Przekaż nam 1.5%. Wesprzyj naszą edukacyjną misję »

„Świat jest teatrem, aktorami ludzie,
Którzy kolejno wchodzą i znikają.”
– William Szekspir

„Człowiek najmniej jest sobą, gdy mówi we własnym imieniu.
Daj mu maskę, a powie ci prawdę.”
– Oskar Wilde

Oglądając cykl obrazów Sylwestra Stabryły pod tytułem Przed burzą wkraczamy w dziwny spektakl odgrywanych ról, przyjmowanych póz i gestów. Jest to seria 10 płócien na których pięć kobiet buduje wspólną opowieść.

Burza to początek procesu samopoznania, buntu i niezgody oraz następujących po nich działań. Jest ona również zmianą świadomości, osobistą dekonstrukcją, płynnego, nieustannie przewartościowywanego pojęcia kobiecości. Modelki ćwiczą więc dopasowanie do powierzanych im ról, przymierzają kostiumy, manipulują atrybutami i rekwizytami. Przeglądają się w widzu jak w lustrze. Ich ciało, mimikę, gesty czytać możemy jak otwarty tekst. Nie ma tu miejsca na jakiekolwiek niekontrolowane elementy ekspresji.

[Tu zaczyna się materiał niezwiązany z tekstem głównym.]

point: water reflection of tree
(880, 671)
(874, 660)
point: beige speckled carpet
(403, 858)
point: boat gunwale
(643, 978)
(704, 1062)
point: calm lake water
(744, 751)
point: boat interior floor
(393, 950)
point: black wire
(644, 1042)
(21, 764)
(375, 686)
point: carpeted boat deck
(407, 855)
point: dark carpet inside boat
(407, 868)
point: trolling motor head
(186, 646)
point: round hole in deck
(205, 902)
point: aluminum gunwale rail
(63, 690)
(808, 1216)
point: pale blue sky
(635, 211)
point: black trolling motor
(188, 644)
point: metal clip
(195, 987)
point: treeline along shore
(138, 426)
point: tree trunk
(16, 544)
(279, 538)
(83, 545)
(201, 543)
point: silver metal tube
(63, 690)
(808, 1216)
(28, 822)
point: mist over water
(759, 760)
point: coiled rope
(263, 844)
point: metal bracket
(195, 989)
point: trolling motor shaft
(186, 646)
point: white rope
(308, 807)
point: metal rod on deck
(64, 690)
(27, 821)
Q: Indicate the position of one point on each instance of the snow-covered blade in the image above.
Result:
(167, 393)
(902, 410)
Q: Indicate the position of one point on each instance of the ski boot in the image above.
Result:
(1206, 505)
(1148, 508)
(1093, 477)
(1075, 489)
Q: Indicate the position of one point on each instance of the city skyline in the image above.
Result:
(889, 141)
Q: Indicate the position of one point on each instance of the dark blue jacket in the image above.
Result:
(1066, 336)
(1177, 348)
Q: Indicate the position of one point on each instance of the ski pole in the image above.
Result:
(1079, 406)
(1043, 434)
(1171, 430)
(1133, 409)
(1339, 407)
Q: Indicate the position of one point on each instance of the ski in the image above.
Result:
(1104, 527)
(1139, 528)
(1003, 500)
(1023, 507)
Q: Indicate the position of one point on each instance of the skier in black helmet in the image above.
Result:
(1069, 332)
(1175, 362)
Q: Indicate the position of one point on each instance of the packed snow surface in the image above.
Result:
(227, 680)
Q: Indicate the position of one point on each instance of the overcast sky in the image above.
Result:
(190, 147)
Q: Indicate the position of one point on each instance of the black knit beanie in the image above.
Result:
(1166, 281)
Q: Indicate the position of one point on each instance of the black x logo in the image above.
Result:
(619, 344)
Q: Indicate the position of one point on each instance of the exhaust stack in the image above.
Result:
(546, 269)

Wszystko jest grą.

Dla samego autora kluczem do całego cyklu jest pojęcie kamuflażu, które dla niego wiąże się z grą pozorów, ukrywaniem prawdy, maskowaniem, przybraniem barw ochronnych. Jego intencją jest więc przedstawienie bohaterek i antybohaterek, które poszukują swojej tożsamości, wyrywają się z przypisanych im ról, próbują zamanifestować swoją odmienność, odkryć drugie ja, sięgnąć do wewnątrz i odsłonić skrywaną prawdę o sobie. Dlatego artysta czerpie z mitów, baśni i folkloru wielu kultur.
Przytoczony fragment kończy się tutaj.